Savior of the World.
Well, I was gone. I have no idea what the song was-I wasn’t singing it-my mind was racing with all the poor theological implications and ridiculous ramifications of treating the Bread of Life as your boyfriend, the Deliverer as your dinner date, and the Second Adam as a simple suitor!
A dear, dear friend from back home was visiting me in Lancaster that weekend (woot woot! Shout out to Amber!) and I, knowing and trusting her doctrinally solid mind-sinfully, and pridefully told her the fateful tale of scarf girl and her foolish “think of Jesus as your boyfriend” proposal. But instead of joining me in my frustration and woes, she rebuked me! What? Rebuked! Yes. She flat out told me to get off my high theological horse and take the suggestion for what it was-a different way to look at how you treat Jesus Christ. I could tell that she could still see my apprehensivity, because that is when she suggested that I wrote a letter to Jesus as if I was his girlfriend. Despite my strong skepticism, I decided to take her up on her challenge. With journal in hand, I started out a letter to “J” ( I couldn’t bring myself to actually call him Jesus) and once I started writing I was actually surprised with what I came up with. Some of the points I wrote about included the following confessions:
- When we first started dating, I would get so excited when I heard stories about you, but now that it’s been a while…I almost get bored with the stories about you.

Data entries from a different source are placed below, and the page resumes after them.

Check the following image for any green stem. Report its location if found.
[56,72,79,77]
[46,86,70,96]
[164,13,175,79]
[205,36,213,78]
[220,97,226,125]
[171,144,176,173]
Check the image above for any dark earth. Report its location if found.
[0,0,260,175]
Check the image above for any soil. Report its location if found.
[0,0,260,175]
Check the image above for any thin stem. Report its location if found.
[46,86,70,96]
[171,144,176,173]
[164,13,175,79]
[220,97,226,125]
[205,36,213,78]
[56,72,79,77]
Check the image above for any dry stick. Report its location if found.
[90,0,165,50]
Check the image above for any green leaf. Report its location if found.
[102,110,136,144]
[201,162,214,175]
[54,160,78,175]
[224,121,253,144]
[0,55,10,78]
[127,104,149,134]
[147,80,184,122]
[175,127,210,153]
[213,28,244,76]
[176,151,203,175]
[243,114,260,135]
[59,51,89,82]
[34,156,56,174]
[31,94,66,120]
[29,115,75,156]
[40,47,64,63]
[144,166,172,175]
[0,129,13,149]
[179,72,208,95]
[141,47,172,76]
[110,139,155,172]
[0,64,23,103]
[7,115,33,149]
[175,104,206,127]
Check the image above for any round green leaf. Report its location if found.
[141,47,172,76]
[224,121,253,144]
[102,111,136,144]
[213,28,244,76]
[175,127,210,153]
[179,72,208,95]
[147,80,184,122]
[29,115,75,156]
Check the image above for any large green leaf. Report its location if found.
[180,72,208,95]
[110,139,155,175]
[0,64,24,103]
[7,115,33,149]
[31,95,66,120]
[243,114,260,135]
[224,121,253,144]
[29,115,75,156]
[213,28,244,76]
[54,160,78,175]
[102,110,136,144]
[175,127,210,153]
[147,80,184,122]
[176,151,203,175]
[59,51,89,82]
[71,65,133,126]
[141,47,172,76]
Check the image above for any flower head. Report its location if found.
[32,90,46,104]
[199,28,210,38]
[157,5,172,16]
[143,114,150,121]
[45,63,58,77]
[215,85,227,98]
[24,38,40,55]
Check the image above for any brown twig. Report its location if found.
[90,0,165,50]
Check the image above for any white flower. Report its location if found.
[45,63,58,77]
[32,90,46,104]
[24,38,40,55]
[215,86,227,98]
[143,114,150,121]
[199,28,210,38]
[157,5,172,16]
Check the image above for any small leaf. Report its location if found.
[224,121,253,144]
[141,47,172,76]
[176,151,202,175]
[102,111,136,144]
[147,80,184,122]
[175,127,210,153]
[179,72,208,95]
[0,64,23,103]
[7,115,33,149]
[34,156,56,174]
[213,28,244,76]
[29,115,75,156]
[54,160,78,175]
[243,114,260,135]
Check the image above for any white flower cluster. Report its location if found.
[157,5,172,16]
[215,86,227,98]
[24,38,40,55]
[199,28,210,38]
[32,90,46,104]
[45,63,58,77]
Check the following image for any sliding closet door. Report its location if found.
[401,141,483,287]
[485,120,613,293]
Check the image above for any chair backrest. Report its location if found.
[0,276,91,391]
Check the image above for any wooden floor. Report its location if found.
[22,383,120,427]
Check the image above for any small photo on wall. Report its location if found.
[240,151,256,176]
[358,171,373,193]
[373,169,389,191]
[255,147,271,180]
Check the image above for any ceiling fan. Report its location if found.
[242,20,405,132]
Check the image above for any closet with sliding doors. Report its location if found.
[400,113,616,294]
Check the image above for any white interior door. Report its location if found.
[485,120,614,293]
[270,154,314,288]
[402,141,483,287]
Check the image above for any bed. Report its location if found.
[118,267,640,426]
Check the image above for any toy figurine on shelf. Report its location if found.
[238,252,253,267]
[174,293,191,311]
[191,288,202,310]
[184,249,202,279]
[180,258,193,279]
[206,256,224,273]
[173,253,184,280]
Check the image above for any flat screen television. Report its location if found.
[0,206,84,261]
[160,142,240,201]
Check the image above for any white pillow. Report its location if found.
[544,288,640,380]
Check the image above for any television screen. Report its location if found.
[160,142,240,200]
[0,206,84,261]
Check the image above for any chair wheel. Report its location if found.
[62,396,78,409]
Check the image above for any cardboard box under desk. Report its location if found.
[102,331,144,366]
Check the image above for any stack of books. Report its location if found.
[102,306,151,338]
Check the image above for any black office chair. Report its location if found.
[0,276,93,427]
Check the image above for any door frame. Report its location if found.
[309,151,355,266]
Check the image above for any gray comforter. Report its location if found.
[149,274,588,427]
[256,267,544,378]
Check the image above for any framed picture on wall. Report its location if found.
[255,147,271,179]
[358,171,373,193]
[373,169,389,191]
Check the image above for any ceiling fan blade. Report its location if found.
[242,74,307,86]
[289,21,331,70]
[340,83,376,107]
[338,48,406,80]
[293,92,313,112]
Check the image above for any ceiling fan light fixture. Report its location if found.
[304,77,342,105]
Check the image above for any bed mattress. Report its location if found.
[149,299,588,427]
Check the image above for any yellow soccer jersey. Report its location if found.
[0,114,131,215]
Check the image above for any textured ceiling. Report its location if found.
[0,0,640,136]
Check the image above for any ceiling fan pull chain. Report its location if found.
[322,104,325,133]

- I often just skim over the letter you’ve written, and don’t really value what you have to say to me. Especially when it’s not about ME.
- When you are talking to me, if I don’t understand what you are saying…instead of asking you what you mean, I just figure whatever you were saying, it wasn’t that important.
- I know sometimes I purposefully ignore your calls or text messages.
- Many times I’d rather spent time with other people than time just with you.
- I don’t allow for a lot of time when we are one on one. Usually, I throw in a quick phone call before bed, or on my way to work-but having long, meaningful conversations with you don’t happen as often as they should.
- Sometimes in groups, I’d rather pretend we weren’t dating. I mean, I don’t cheat on you per se-but I certainly don’t mention that you are in a relationship. Sometimes your name just doesn’t come up in conversation.
- Sometimes when you are talking to me, I am super distracted-and constantly checking my phone, as if I’d be somewhere else.
- I care more about what other people think about me so often that what you think. Especially in my appearance. I want others to think I’m physically attractive, but don’t believe you when you tell me that I am beautifully and wonderfully made. I roll my eyes at you.
- I ask for other people’s opinions before yours.
- I am constantly making plans without telling you, or asking you if you want to be included.
I apologized over and over again, while admitting though I want to do better-I’ll never be able to give him what he truly deserves. I ended the letter by explaining to him, that I totally understand if he were to break up with me. I deserve it. I am the WORST girlfriend EVER.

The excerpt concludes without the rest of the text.